The BRIT Trust is the principal charity of UK recorded music, and aims to improve lives through the power of music and the creative arts. Funded largely by the annual BRIT Awards and Music Industry Trust (MITS) events, the Trust’s work is enabled by a Board of Trustees chaired by Tony Wadsworth CBE. Since its foundation by record labels and the BPI in 1989, the Trust has donated around £28m to a range of causes that promote education and wellbeing, including The BRIT School, Nordoff Robbins, Mind, Music Support, ELAM, and Key4Life. To learn more visit www.brittrust.co.uk.
To help explain and promote the work of The BRIT Trust and the charities it supports, the Trust publishes a regular series of BRIT Trust Diaries which we hope will provide interesting insights.
Reflecting on Pride Month please allow us to introduce our latest contributor, Mike Offen, Pupil Premium Leader and Deputy Head of English at The BRIT School.
Mike Offen, Pupil Premium Leader and Deputy Head of English at The BRIT School.
I joined The BRIT School back in 2011, exchanging life as an English teacher at one of Nottinghamshire’s most successful state schools for a school that I knew was going to be very unique. I wasn’t wrong, the school couldn’t be more different. And, having taught here for over a decade now, I’m often asked ‘Just what makes the school so special?’. Of course, a school that specialises in the creative and performing arts is always going to feel pretty unusual; staff and students are encouraged to express their individuality and we receive generous funding from The BRIT Trust, allowing us to have industry standard equipment as well as exceptional facilities, including our own recording rooms, TV and radio suites and not just one, but two large theatres!

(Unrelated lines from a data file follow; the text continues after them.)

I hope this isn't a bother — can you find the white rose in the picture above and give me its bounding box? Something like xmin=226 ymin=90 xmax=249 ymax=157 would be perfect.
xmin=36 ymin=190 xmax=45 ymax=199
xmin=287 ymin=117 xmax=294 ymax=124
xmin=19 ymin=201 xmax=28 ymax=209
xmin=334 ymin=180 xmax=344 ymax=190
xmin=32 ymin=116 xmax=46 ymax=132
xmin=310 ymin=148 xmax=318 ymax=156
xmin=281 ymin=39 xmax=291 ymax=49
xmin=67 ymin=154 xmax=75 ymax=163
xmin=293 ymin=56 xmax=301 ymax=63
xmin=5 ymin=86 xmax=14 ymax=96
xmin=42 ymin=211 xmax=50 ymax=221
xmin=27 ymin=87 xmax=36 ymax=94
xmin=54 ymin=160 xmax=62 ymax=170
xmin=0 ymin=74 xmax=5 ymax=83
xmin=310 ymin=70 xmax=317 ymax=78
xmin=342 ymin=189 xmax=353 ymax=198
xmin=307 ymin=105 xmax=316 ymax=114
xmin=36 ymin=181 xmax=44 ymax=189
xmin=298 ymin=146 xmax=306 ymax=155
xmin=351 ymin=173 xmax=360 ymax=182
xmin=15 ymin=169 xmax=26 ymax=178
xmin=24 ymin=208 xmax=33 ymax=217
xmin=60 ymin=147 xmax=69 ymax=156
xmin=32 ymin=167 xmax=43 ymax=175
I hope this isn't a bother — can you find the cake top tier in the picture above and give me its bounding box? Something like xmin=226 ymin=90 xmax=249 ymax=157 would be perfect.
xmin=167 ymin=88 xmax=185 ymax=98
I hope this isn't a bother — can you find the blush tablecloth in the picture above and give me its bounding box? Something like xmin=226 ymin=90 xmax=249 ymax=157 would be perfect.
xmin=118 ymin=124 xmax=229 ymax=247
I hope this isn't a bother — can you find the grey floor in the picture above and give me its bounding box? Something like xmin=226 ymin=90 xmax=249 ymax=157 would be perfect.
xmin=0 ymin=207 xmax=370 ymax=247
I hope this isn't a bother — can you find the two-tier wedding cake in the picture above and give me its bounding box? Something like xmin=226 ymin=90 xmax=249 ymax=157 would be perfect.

But what really struck me the most all those years ago, and the thing that really made this place feel so special, was the volume and visibility of the school’s LGBTQ+ work. At a time when schools’ efforts in this area, particularly in my own experience, were notably absent or silent, The BRIT School was already exploring LGBTQ+ history, relationships and sex education in both the curriculum and extracurricular events, perhaps best encapsulated by the school’s annual LGBTQ+ Assembly, where students collaborate to both celebrate and raise awareness of all things LGBTQ+ through art, music, spoken word and theatre. It felt incredibly refreshing to work in an environment where I felt a surprising ‘openness’ about sexuality and where LGBTQ+ groups weren’t just acknowledged tokenistically every February or July, but were an integrated part of school life.
The great thing about working here is that staff are never complacent and our LGBTQ+ work has continued to evolve. From 2012, I was leading on whole school events in this area with my fantastic colleague and LGBTQ+ ally, Rachel Penn, and we were fortunate enough to extend the reach of this work through collaboration with external organisations such as Croydon Council and Stonewall and the school was even featured in Matthew Todd’s ‘Straight Jacket’. But it wasn’t until I was watching London Pride in 2016, admiring the celebrations and efforts of corporations such as Google and Deloitte, with their rainbow banners and glossy LGBTQ+ floats, that I began to question why there were no schools marching - and more pressingly - I had to ask myself why The BRIT School wasn’t there, in the thick of the parade? After all, it is young people that represent the future of the LGBTQ+ community.
Fast forward to July 2017, and, after a few complex conversations around safeguarding our young people at such a high profile and prolific event, there we were, all sixty of us - staff, students, parents, partners, even teacher’s children - proudly sporting our ‘Love Happens at BRIT’ t-shirts, beautifully designed by one of our Y13 students, ready to take on the parade. One of our Y11 students had even collaborated with her mum to produce a giant textile banner, working through the night so that we’d have something to make us really stand out in the crowd! The event couldn’t have gone better and the feeling of teachers, students, allies and parents coming together in such a celebratory way was truly joyous and incredibly moving.
In more recent years, the school has furthered its support for its LGBTQ+ community and we now have vital school policies to support our LGBTQ+ students, our own LGBTQ+ Festival and even a BRIT School drag show! We've also seen a whole host of other schools join us in the march, which feels like real progress and it’s great to think that, for some schools at least, the silence surrounding LGBTQ+ people in education is becoming a thing of the past. In fact, reflecting on the past decade reminds me of just how much progress has been made in a relatively short space of time. We now have marriage equality, a new and more inclusive pride flag and highly popular TV programmes such as It’s A Sin and Heartstopper, all centred around young LGBTQ+ people.
And now, after two cancelled parades and lots of disappointed students, we have our new t-shirts ready to go - collaboratively designed by two of our lovely KS4 students to both celebrate Pride and The BRIT School’s 30th anniversary -and we’re all set to march in the parade on Saturday, 2nd July. If you’re lucky enough to be there too, please give us a wave and cheer us on - we’re usually quite hard to miss.